“You’re not wrong, Walter. You’re just an asshole.”
-The Dude, from The Big Lebowski
Freedom of speech is one of those issues that gets me tied up in so many mental knots that I need a couple hours to unwind after thinking about it. I think part of the problem is that it’s one of a very few issues that the very progressive and the very hateful both agree on. I have yet to find a fully satisfying answer, but at this point I’ve decided that a neat solution is unattainable. Life is hard.
In theory, I am of course in favour of freedom of speech across the board. It protects people with critical/unpopular views of the dominant order, allows for some cutting humour, and for music with swear words. In practice, I get really confused when it comes to things like KKK rallies (to use an easy example), or more contemporarily, some of the extreme anti-Islamic trash coming out of people’s mouths and pens worldwide. That’s the kind of stuff that need to stop, and right now.

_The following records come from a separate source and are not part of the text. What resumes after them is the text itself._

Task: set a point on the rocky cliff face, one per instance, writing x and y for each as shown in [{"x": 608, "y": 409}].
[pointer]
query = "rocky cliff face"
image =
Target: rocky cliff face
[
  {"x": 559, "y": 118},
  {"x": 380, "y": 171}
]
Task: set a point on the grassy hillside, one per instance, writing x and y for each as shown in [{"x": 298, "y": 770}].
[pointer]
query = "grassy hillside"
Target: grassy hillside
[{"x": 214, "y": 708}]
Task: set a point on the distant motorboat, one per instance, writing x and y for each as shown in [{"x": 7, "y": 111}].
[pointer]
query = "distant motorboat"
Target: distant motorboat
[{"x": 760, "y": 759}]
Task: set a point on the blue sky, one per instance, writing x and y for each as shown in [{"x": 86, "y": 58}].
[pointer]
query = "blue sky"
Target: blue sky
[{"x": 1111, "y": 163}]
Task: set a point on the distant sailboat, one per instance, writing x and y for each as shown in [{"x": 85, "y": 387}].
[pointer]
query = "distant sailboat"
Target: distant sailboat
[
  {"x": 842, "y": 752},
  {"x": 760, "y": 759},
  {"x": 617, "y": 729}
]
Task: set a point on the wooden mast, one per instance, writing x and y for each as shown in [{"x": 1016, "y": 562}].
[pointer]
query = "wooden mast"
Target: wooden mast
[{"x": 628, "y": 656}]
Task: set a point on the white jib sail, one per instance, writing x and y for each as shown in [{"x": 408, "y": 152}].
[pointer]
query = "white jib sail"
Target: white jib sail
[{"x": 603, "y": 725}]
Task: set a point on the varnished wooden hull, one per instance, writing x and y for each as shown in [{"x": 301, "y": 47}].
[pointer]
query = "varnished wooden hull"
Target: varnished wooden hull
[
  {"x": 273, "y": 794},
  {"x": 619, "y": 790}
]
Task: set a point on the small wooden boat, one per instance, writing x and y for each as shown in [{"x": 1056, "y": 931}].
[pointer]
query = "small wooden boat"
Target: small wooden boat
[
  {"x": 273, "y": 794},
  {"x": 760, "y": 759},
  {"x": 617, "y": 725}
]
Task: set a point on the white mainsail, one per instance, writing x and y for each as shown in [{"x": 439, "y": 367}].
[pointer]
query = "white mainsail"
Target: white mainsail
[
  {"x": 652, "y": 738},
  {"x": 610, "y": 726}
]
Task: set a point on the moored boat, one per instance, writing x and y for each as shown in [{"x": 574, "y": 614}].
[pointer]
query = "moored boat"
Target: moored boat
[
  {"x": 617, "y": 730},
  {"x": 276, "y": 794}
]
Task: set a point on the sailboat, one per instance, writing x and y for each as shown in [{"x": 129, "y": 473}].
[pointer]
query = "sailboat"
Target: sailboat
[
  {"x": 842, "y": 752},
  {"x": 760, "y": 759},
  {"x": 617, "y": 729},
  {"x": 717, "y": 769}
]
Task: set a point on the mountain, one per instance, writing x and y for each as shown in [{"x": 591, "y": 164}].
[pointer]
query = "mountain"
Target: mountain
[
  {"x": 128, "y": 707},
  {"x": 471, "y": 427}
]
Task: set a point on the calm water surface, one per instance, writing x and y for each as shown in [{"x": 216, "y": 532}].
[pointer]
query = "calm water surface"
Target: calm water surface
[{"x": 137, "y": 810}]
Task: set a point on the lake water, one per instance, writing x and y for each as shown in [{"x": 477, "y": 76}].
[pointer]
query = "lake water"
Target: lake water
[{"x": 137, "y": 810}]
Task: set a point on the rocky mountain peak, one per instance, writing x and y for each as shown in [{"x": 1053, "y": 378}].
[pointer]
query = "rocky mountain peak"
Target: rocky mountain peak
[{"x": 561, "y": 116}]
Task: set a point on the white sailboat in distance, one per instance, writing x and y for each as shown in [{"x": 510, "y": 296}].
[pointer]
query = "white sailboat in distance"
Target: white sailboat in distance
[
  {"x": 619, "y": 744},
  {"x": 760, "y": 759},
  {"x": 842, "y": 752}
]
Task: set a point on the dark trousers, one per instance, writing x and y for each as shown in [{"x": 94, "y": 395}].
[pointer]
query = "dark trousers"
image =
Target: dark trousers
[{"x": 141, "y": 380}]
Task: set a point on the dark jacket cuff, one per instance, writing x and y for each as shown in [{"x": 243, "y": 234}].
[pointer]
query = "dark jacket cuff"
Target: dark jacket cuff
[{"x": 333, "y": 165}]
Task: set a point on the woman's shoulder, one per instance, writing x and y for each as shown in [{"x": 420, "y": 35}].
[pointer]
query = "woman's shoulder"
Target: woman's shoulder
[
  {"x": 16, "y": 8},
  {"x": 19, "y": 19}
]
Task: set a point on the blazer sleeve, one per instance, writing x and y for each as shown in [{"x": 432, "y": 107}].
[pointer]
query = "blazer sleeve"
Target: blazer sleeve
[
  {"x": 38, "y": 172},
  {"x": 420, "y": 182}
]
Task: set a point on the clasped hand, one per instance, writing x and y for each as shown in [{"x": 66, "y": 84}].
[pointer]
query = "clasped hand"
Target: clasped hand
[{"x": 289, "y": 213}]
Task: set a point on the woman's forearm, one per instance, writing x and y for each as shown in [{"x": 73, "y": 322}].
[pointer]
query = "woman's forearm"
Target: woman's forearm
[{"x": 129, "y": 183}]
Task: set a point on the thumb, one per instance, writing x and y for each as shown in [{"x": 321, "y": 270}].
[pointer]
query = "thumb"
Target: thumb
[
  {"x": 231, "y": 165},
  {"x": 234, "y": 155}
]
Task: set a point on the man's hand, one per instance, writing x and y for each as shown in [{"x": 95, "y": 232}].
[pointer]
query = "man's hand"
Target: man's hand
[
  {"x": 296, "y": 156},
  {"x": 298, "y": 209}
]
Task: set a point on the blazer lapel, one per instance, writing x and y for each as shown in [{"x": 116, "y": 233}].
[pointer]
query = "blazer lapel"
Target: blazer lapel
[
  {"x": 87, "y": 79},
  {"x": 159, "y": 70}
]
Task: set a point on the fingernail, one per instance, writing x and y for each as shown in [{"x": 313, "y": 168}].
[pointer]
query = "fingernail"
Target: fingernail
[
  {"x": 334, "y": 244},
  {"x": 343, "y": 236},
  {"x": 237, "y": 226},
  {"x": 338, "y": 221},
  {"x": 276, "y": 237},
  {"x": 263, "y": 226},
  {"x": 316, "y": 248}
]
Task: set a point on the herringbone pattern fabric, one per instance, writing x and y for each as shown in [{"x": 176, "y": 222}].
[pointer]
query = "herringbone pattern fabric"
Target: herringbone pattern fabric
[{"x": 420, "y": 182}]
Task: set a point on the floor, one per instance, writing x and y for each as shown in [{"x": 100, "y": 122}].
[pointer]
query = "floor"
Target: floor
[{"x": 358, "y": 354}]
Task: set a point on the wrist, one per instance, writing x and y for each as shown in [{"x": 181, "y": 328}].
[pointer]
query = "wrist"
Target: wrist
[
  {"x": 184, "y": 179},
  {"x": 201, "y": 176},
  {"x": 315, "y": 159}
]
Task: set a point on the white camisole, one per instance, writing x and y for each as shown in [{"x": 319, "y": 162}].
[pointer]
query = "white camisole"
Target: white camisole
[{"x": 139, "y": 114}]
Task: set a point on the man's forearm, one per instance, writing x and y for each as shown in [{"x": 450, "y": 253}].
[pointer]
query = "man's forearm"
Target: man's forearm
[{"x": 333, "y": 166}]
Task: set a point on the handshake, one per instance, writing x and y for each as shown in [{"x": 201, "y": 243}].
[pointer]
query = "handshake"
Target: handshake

But literally stopping it (through legal means or otherwise) won’t erase the ideology that gives birth to it. The best answer I’ve been able to find to all this is to meet the speech in question with a whole lot of positive dialogue that counters it. Meet a hate rally with a bigger anti-hate rally. It’s certainly not a quick fix, but it can help stop the spread of violent ideas, and is better than the alternatives.
For some more concrete examples, I’ll talk about the kinds of things that have been happening in Europe, lately. In Holland, the supreme court has decided to put Geert Wilders in jail [The article I linked is pretty one-sided, and I disagree with some of the editorializing, but it's where I heard the news], in part due to a film he made called “Fitna” – which, from what I hear, is highly “problematic” to say the least. He has also called for the Quran to be banned. Not a particularly tolerant guy, from the sounds of it. Still, putting him in jail for it doesn’t set a good precedent. All this is related to the “Danish Cartoons” nonsense that blew up a couple years ago, and is part of a long-string of anti-Islamic speech coming from government officials, editorialists, and right-wing groups across Europe. Or North America, for that matter, but that’s not my focus here.
Now, I’m not going to blame the victim and say Theo Van Gogh “had it coming” (nobody does), and I’m not going to suggest that the rioting in Muslim countries was anything but a very bad response to the Danish cartoons [update: please see this reply in the comments for a bit of context]. Those are just two of the poor “alternatives” to positive dialogue that I mentioned above, Wilders’ jail term being a third. I’m also going to admit that there are things about Islam – or any religion – that warrant a great deal of critique. But deliberately stirring up hatred (which is what much of the ham-fisted European “critique” is really doing) is the wrong way of going about it. The bulk of it is little more than thinly-veiled xenophobia without any real substance.
When the Danish cartoons fiasco really got going, cartoonists and journalists worldwide ranted and raved about what an outrage it was that the cartoons were banned. Muslims were told to “grow a thicker skin” and that nobody’s got a right “not to be offended.” Fair enough. To an extent, that’s certainly true. But there’s a very big difference between speaking truth to power and mocking an already marginalized group. It’s easy to talk from a position of privilege (ie. the dominant race/religion/class) and tell the downtrodden to “buck up,” but not so easy to deal with what is essentially institutionalized prejudice. After all, Christianity is almost never spoken about in the kinds of terms that Islam is, despite the fact that the bible has just as many inflammatory passages.
All this meandering blabbering (sorry about that – like I said, this topic ties my brain in knots) can be summed up by that Big Lebowski quote above. All too often, “freedom of speech” is a wall that racists hide behind, tossing slurs at whatever minority is within range. Still, the only way to ensure that valid, useful critique is fully protected is to protect everything – even the most bile-filled garbage. Let the rest of it become social taboo. Mr. Wilders should be allowed to say whatever he wants to say, if only because censoring him will serve only to bring more people to his side – and it won’t change his mind. He’s not strictly wrong about freedom of speech, but he’s definitely an asshole.
On the photo: I saw this paste-up on the side of a “Metro” daily newspaper box. While it’s likely that some poor employee was just trying to clean up, I wonder if someone tried to tear if off because they didn’t like the message (which, I am guessing, is “Your Time Is Now.”) At any rate, I’m glad someone is going around Vancouver sticking up positive (if trite) messages. It’s something that I myself had been planning to do a couple years back, but never got around to doing. Maybe one of these days I’ll join the party.